Виллем смеется, сжимает его руку.
— Скажи это Киту, он уже лезет на стенку от ужаса. — Он вздыхает. — Как ты провел день?
— Хорошо, — говорит он.
Они начинают целоваться — ему до сих пор приходится держать глаза открытыми, чтобы помнить, что он целует Виллема, а не брата Луку, и все идет хорошо, пока в памяти не всплывает первый вечер, когда он привел сюда Калеба, как Калеб прижимал его к стене и что за этим последовало, и он резко отстраняется от Виллема, отворачивается от него.
— Прости, — говорит он. — Прости.
Он сегодня не снял на ночь одежду и теперь натягивает рукава на руки. Рядом ждет Виллем, и в тишине он слышит собственный голос:
— Вчера умер человек, которого я знал.
— Ох, Джуд, — говорит Виллем. — Сочувствую. Кто?
Он долго молчит, стараясь выговорить нужные слова.
— Человек, с которым у меня были отношения, — произносит он наконец, едва ворочая во рту языком. Он чувствует, как внимание Виллема сгущается, как тот придвигается ближе.
— Я не знал, что у тебя с кем-то были отношения, — спокойно говорит Виллем. Он откашливается. — Когда?
— Когда ты снимался в «Одиссее», — отвечает он тихо и снова чувствует, как меняется атмосфера. Он вспоминает слова Виллема: «Что-то случилось, пока меня не было. Что-то не так». Он знает, что Виллем тоже вспоминает сейчас тот разговор.
— Ну, расскажи мне, — говорит Виллем после паузы. — Кто был этот счастливчик?
Он почти уже не может дышать, но продолжает.
— Это был мужчина, — говорит он, и хотя он не смотрит на Виллема, сосредоточив взгляд на светильнике, он чувствует, как тот ободряюще кивает, ждет продолжения. Но он не может продолжить, Виллему придется задавать вопросы, и Виллем их задает.

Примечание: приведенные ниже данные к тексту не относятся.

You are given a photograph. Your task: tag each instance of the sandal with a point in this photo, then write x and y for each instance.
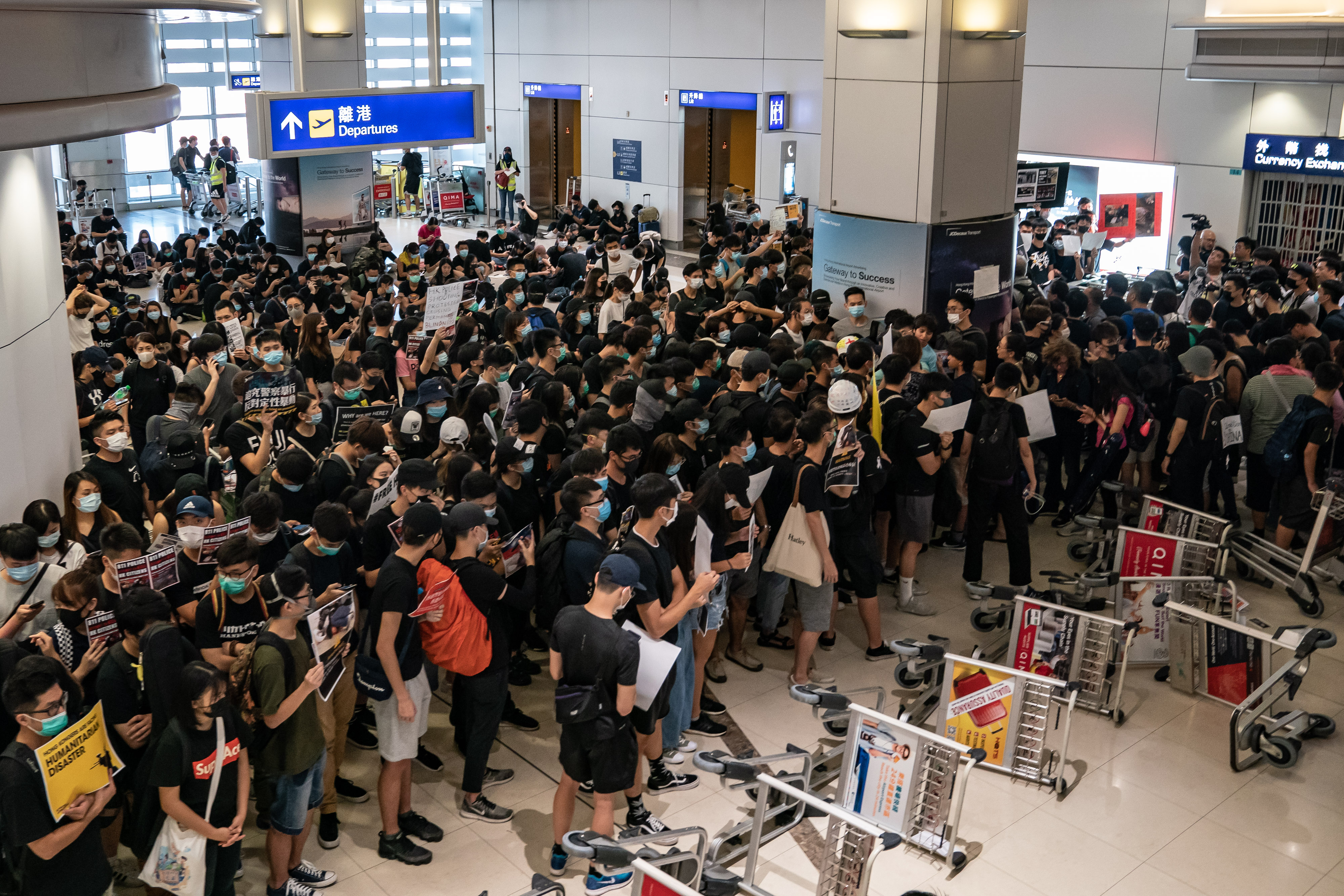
(745, 662)
(776, 640)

— Расскажи мне о нем. Как долго вы встречались?
— Четыре месяца.
— И почему это закончилось?
Он думает, как ответить.
— Он не очень хорошо ко мне относился, — говорит он наконец.
Он чувствует гнев Виллема раньше, чем слышит ответ.
— Значит, он был придурок, — говорит Виллем сдавленным голосом.
— Нет, он был очень умный. — Он открывает рот, чтобы сказать что-то еще, но не может, закрывает рот, и они дальше лежат в молчании.
Наконец Виллем задает новый вопрос:
— И что потом случилось?
Он ждет, и Виллем ждет тоже. Он слышит, как они дышат в такт: так, словно вбирают в себя весь воздух этой комнаты, этой квартиры, этого мира, и потом выдыхают — только они двое, одни на свете. Он считает выдохи: пять, десять, пятнадцать. На двадцатом он говорит:
— Если я расскажу тебе, Виллем, обещаешь не сердиться? — И он снова чувствует, как Виллем чуть сдвигается.
— Обещаю, — глухо отвечает Виллем.
Он делает глубокий вдох.
— Помнишь, я попал в автомобильную аварию?
— Да, помню, — отвечает Виллем. Его голос звучит неуверенно, приглушенно. Он часто дышит.
— Это была не авария. — Его руки начинают дрожать, он прячет их под одеяло.
— В каком смысле? — спрашивает Виллем, но он молчит и снова скорее чувствует, чем видит, что Виллем начинает понимать. И тут Виллем подвигается к нему, смотрит ему в лицо, находит под одеялом его руки.